From here we can immediately start converting text by calling styleformer_c_t_f.transfer(). We'll provide the text we wish to convert as the first and only position input. Then, we'll set the "inference_on" parameter to 0 if we want to use a CPU and 1 for if we want to use a GPU.

result_1 = styleformer_c_t_f.transfer("Yo, I love coding in Python. ", inference_on=1)

print(result_1)

Outputs: I enjoy coding in Python.

Here's another example.

result_2 = styleformer_c_t_f.transfer("I'm going to go buy some stuff like apples at the store  ", inference_on=1)

print(result_2)

Result: I am going to buy some items, such as apples, from the store.

Not too bad! Now, let's discuss the inverse – converting formal text to casual text.

Formal To Casual

Let's load the model to convert formal text to casual text. The style ID for this model is "1".

styleformer_f_t_1 = Styleformer(style=1)

We can now call the "transfer()" method as before.

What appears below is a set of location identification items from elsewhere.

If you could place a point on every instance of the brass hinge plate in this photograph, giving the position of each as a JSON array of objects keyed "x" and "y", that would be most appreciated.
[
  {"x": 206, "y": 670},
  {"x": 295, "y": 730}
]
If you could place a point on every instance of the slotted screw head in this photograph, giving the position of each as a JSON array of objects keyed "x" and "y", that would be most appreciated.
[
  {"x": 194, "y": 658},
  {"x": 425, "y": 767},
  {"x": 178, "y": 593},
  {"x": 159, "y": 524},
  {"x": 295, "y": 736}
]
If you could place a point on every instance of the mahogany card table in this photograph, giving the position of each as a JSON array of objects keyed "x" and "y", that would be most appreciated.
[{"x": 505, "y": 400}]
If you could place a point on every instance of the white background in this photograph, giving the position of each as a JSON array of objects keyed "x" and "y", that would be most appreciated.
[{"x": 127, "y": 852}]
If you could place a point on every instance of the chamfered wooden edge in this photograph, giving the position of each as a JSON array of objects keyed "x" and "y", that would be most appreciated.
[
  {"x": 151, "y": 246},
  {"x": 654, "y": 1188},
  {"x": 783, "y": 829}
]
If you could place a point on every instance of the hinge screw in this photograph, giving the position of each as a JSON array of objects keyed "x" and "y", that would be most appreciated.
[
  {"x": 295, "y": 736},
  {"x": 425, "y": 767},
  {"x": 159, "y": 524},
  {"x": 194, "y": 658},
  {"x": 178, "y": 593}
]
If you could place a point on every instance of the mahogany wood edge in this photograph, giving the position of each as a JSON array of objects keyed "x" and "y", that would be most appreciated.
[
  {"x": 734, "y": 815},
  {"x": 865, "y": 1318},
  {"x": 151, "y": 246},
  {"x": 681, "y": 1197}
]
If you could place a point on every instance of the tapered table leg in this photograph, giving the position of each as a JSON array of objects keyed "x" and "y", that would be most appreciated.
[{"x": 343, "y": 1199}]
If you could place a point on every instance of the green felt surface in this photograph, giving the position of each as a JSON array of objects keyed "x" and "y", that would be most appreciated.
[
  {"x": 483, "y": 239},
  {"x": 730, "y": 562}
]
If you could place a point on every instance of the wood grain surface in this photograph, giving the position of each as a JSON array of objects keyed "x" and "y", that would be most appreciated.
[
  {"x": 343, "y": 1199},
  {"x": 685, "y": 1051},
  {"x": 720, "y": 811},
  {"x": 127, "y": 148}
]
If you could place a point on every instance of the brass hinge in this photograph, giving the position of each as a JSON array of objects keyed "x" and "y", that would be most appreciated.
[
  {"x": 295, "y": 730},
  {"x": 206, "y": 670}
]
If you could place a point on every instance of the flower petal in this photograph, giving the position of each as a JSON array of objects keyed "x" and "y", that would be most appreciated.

result_3 = styleformer_f_t_c.transfer("Let's discuss our plans for this evening", inference_on=1)

print(result_3)

Result: Lets talk about what we'll be doing tonight

Multiple Sentences

Although it's not stated within the documentation, I believe that the package is only intended to be used for one sentence at a time. After reviewing the source code, I noticed that "early_stopping" is enabled, which means that the model stops producing text when the "end of sentence" token is reached. In addition, the internal settings set a maximum of 32 tokens per iteration, where tokens are typically words or symbols. Below is a quick overview of how you could break an input down by sentence using a Python package called TextBlob.

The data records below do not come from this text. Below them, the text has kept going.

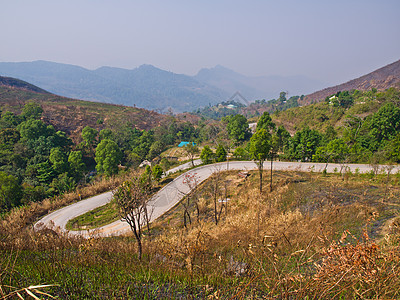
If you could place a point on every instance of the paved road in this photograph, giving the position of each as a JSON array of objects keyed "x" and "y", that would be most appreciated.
[{"x": 172, "y": 193}]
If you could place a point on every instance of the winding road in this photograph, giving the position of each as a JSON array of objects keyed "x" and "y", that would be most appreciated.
[{"x": 172, "y": 193}]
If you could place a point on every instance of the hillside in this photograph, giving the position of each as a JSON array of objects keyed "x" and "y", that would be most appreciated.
[
  {"x": 258, "y": 87},
  {"x": 147, "y": 86},
  {"x": 381, "y": 79},
  {"x": 16, "y": 83},
  {"x": 71, "y": 115},
  {"x": 152, "y": 88}
]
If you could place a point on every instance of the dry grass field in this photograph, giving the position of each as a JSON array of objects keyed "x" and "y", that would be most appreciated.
[{"x": 312, "y": 237}]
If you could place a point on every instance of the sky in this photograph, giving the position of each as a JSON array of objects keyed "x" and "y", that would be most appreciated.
[{"x": 331, "y": 41}]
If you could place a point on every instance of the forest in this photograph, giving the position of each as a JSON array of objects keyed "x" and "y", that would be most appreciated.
[{"x": 37, "y": 162}]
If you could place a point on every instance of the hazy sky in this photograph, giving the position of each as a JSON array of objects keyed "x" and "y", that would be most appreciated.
[{"x": 332, "y": 41}]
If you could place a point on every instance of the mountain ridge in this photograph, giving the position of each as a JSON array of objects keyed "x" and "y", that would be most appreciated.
[
  {"x": 381, "y": 79},
  {"x": 147, "y": 86}
]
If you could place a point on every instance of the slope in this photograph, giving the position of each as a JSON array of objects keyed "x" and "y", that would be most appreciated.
[
  {"x": 71, "y": 115},
  {"x": 381, "y": 79},
  {"x": 146, "y": 86}
]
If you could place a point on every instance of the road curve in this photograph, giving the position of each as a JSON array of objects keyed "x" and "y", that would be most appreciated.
[{"x": 172, "y": 193}]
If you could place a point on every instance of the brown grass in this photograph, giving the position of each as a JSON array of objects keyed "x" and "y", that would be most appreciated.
[{"x": 315, "y": 237}]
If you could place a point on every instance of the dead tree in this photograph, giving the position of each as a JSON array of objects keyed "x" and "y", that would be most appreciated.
[
  {"x": 191, "y": 180},
  {"x": 132, "y": 198},
  {"x": 216, "y": 192}
]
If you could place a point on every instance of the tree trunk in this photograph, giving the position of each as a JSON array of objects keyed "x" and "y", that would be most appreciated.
[
  {"x": 270, "y": 185},
  {"x": 260, "y": 170}
]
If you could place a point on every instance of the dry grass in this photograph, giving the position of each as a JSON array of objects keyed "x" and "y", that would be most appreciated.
[{"x": 312, "y": 237}]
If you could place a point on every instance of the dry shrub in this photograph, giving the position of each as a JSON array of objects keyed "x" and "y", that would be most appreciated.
[{"x": 361, "y": 269}]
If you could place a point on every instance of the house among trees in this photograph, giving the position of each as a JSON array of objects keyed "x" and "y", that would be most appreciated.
[{"x": 183, "y": 144}]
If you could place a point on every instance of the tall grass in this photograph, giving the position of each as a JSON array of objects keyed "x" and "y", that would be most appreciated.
[{"x": 312, "y": 237}]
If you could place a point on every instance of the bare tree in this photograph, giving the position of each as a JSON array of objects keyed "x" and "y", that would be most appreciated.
[
  {"x": 191, "y": 180},
  {"x": 389, "y": 169},
  {"x": 132, "y": 198}
]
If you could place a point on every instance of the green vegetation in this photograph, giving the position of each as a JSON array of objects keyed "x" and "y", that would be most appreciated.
[
  {"x": 349, "y": 238},
  {"x": 96, "y": 218},
  {"x": 208, "y": 246}
]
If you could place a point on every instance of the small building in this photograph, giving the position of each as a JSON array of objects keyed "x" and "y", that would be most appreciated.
[
  {"x": 145, "y": 163},
  {"x": 183, "y": 144}
]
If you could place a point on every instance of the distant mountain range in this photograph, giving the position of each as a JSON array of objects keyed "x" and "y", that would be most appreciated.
[
  {"x": 381, "y": 79},
  {"x": 152, "y": 88},
  {"x": 257, "y": 88}
]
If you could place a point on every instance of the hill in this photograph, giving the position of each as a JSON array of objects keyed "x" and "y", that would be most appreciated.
[
  {"x": 381, "y": 79},
  {"x": 146, "y": 86},
  {"x": 152, "y": 88},
  {"x": 259, "y": 87},
  {"x": 71, "y": 115},
  {"x": 12, "y": 82}
]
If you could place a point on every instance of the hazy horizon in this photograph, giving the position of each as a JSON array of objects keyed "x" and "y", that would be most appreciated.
[{"x": 332, "y": 42}]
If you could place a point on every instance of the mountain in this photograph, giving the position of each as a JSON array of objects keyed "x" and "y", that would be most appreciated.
[
  {"x": 16, "y": 83},
  {"x": 71, "y": 115},
  {"x": 147, "y": 86},
  {"x": 261, "y": 87},
  {"x": 381, "y": 79},
  {"x": 152, "y": 88}
]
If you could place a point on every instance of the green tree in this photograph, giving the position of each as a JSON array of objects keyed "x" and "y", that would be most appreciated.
[
  {"x": 9, "y": 120},
  {"x": 220, "y": 153},
  {"x": 76, "y": 164},
  {"x": 303, "y": 145},
  {"x": 132, "y": 198},
  {"x": 10, "y": 192},
  {"x": 108, "y": 156},
  {"x": 260, "y": 145},
  {"x": 385, "y": 123},
  {"x": 238, "y": 128},
  {"x": 157, "y": 172},
  {"x": 32, "y": 110},
  {"x": 283, "y": 137},
  {"x": 89, "y": 135},
  {"x": 106, "y": 134},
  {"x": 191, "y": 150},
  {"x": 58, "y": 159},
  {"x": 33, "y": 129},
  {"x": 206, "y": 155},
  {"x": 266, "y": 123}
]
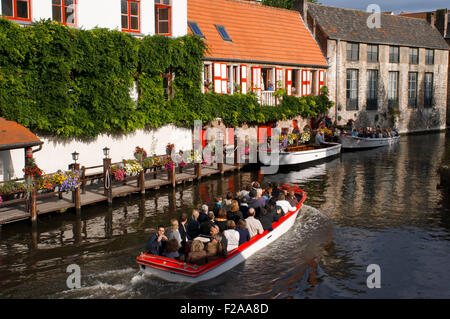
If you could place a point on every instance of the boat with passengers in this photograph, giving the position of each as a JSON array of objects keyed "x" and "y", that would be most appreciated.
[{"x": 178, "y": 271}]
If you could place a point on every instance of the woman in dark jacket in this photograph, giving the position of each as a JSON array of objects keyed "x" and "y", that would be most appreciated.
[
  {"x": 193, "y": 226},
  {"x": 244, "y": 235}
]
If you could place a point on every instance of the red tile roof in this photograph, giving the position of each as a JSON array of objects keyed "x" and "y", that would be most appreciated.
[
  {"x": 14, "y": 135},
  {"x": 258, "y": 33}
]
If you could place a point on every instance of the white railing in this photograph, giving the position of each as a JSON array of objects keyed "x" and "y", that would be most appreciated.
[{"x": 267, "y": 98}]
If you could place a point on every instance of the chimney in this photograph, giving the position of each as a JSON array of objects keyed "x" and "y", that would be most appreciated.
[
  {"x": 441, "y": 21},
  {"x": 302, "y": 7}
]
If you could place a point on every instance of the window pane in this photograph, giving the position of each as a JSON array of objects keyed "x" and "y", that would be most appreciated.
[
  {"x": 124, "y": 22},
  {"x": 22, "y": 9},
  {"x": 124, "y": 6},
  {"x": 134, "y": 23},
  {"x": 134, "y": 8},
  {"x": 70, "y": 15},
  {"x": 7, "y": 8},
  {"x": 163, "y": 27},
  {"x": 163, "y": 14},
  {"x": 57, "y": 13}
]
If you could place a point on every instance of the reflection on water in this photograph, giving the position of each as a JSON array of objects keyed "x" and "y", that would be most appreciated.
[{"x": 370, "y": 207}]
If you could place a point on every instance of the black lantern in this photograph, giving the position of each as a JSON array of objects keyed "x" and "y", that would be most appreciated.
[
  {"x": 106, "y": 152},
  {"x": 75, "y": 156}
]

TextBlob is available on PiPI, and we can install it with a simple pip command.

pip install textblob

Now, let's import a class called TextBlob that we'll use to break a string down by sentence.

from textblob import TextBlob

Let’s create a TextBlob object by providing a string to the TextBlob class. Notice how the string contains multiple sentences. We’ll break the text down by sentence and then convert it from being casual to being formal by using the syleformer_c_t_f object.

text = "Hey man, what's up? We should hang out and watch the Olympics. Then maybe go grab some food"

blob = TextBlob(text)

TextBlob is built on top of a Python framework called NLTK. Sometimes we need to install resources from NLTK before performing actions with TextBlob. Since NLTK is a dependency for TextBlob, we do not need to install it. Let's download a tokenizer called 'punkt' from NLTK.

import nltk

nltk.download('punkt')

We now have everything we need to start tokenizing the string by sentence.

result_4_list = []

for sent in blob.sentences:
  temp_result = styleformer_c_t_f.transfer(sent.string)
  result_4_list.append(temp_result)
  
result_4 = " ".join(result_4_list)
print(result_4)

Output: Hello, what are you doing? I recommend that we spend time together and watch the Olympics. Afterwards, perhaps grab some food.

Styleformer With Happy Transformer

You may want to use a more mature package like Hugging Face's Transformers library or my very own Happy Transformer package to run the model. Unlike Styleformer, both of these packages are available on PyPI and allow you to modify the text generation settings.

There are several reasons why you may want to modify the text generation settings. For example, by default, the Styleformer package generates at most 32 tokens per inference, where tokens are typically words or symbols, and there is no way to adjust this. In addition, by modifying the settings, you can change the rate of less likely words being selected, which allows you to alter the "creativity" of the text.

Below is a GitHub gist that demonstrates how to use the Styleformer model with Happy Transformer. Perhaps I'll write a full article on how to use Styleformer with Happy Transformer, but for now, the gist below should suffice for most people.

You can also check out this article that provides an in-depth explanation on how to use Happy Transformer for a similar model that the author of Styleformer created. This model is called "Gramformer" and corrects the grammar of inputted text.

Conclusion

I hope you learned a lot! I'm looking forward to reading about future applications of this model. Be sure to use Styleformer before emailing your boss, and stay happy everyone!